September 08, 2008

OLAP(ONLINE ANALYTICAL PROCESSING)

OLAP (online analytical processing) is a present answer to decision support problems. OLAP technologies offer tools and concepts to perform arbitrary analysis efficiently from any kind of data. OLAP is not a single technology, it covers several concepts, including database organization, data presentation, and query modeling. The OLAP technology has attracted only minor interest from research community until recent years. Now the research is intensive. However, a large amount of commercial OLAP products has been already developed to fulfill increasing analysis needs.During the 1980’s business and government worked with data in the megabytes and gigabytes ranges. Contemporary enterprises have to manipulate data in range of terabytes and pedabytes. The need for more sophisticated analysis and faster synthesis of better quality information has grown. Today ‘s markets are much more competitive and dynamic than those are in past.
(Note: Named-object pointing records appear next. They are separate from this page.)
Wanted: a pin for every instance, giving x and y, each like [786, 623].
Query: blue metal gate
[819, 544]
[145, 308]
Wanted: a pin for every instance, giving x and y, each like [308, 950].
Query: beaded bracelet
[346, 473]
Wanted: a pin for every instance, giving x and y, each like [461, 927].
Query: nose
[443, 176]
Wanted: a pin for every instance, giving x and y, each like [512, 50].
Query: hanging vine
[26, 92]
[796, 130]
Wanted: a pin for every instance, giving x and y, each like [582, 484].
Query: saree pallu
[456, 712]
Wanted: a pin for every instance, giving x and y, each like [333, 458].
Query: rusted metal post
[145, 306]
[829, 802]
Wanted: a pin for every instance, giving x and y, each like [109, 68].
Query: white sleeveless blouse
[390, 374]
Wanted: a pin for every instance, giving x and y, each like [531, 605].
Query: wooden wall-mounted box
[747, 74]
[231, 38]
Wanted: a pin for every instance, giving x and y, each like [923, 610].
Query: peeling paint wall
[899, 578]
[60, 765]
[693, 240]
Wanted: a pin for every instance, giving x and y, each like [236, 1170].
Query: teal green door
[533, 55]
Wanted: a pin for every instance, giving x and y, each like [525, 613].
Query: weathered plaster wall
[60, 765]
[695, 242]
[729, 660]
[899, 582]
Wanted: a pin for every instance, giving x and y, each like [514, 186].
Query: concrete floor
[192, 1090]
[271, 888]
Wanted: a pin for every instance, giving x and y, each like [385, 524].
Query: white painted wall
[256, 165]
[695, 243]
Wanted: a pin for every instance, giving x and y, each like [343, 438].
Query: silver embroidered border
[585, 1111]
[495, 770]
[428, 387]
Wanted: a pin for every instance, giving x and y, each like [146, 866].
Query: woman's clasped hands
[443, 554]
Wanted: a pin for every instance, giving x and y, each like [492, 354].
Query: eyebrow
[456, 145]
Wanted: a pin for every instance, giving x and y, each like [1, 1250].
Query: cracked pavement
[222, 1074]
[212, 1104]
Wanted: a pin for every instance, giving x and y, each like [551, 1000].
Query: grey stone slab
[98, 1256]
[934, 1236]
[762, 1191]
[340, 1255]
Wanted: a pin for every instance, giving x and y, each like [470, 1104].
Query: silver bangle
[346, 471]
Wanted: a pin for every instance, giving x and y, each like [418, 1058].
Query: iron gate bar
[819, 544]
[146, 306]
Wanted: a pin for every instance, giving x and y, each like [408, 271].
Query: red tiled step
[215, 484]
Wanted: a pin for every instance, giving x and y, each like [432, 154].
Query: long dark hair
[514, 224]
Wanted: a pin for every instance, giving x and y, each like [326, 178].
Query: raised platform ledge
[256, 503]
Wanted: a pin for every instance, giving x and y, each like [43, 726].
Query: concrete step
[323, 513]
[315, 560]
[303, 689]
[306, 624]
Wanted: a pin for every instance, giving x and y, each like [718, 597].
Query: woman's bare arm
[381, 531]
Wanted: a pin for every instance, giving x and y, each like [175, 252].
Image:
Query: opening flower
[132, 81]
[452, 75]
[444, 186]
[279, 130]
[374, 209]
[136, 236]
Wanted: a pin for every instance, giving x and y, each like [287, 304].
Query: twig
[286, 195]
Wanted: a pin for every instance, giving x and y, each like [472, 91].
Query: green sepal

                  Business enterprise prospers or fails according to the sophistication and speed of their information system and their ability to analyze and synthesize information. Most notably lacking has been the ability to consolidate, view ,and analyze data, which makes sense to one or more specific enterprise analysts at given point in time. OLAP can be used for this purpose.

1.2Description of OLAP:

OLAP is a data analysis which has the capacity multidimensional data analysis and provide ways for the in which it can be aggregated, summarized, consolidated, summed, viewed and analyzed.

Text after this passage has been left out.